TL;DR: In this article, 39 samples were analyzed and classified into four groups based on their properties: coefficient of linear extensibility (COLE), pH, cation exchange capacity (CEC), organic carbon, microbial content and x-ray diffraction (XRD) spacings.
Abstract: Smectite clay has been shown to sorb aflatoxin B1 (AfB1) in animal feed 2) and thereby reduce its toxic influence on animals and its entrance to the human food chain. In an effort to find effective adsorbents, 39 samples proposed to adsorb aflatoxin were analyzed and classified into four groups based on their properties: coefficient of linear extensibility (COLE), pH, cation exchange capacity (CEC), organic carbon, microbial content and x-ray diffraction (XRD) spacings.
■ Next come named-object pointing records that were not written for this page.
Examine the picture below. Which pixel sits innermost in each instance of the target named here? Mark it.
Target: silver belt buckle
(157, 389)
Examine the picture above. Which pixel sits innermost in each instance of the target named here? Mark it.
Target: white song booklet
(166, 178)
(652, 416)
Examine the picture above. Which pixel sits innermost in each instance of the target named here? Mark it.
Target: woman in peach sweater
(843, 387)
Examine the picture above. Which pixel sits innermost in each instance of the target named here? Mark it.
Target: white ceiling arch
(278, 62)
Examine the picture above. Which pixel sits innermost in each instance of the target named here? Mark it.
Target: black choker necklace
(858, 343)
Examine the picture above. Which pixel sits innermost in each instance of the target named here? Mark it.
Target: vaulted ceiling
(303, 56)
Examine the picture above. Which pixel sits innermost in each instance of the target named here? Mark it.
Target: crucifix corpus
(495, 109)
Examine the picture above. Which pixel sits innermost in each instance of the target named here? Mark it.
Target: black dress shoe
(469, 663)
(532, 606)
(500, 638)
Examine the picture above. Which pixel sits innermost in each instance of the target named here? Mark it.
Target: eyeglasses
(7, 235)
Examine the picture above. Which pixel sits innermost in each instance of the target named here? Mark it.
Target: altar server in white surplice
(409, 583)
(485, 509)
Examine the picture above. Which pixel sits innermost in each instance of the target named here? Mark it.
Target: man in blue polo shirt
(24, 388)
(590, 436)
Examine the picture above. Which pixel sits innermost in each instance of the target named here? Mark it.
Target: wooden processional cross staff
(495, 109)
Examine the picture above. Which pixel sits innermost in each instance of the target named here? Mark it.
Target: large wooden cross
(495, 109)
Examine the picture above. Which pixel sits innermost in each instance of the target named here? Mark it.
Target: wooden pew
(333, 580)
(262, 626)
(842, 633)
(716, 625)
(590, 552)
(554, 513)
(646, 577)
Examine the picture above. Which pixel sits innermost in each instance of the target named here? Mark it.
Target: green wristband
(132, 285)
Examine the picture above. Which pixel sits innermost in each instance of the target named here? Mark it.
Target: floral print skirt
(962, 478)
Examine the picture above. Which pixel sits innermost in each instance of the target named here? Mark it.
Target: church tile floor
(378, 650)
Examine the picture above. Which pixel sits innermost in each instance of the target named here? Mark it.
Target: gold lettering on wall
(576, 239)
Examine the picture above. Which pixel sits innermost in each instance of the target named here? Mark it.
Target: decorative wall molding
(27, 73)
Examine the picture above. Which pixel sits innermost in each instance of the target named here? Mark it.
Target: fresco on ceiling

A subset of 20 bentonite samples from commercial sources and reference minerals from 6 US-states and 2 sites in Mexico was selected for sorption determinations. A 10-fold difference in sorption based on the Langmuir equation was observed. Yet clay properties were mostly clustered and it is not clear which properties influence this variation. The basal spacing of AfB1 saturated smectites exhibited greater resistance to collapse on heating than untreated smectites indicating that AfB1 entered the interlayer galleries of the smectites. After heating the mycotoxin-clay complex the desorbed mycotoxin was altered indicating a reaction of the molecules with the clay surface. The most effective sorbent smectite samples were from three US-states (MS, ID, TX).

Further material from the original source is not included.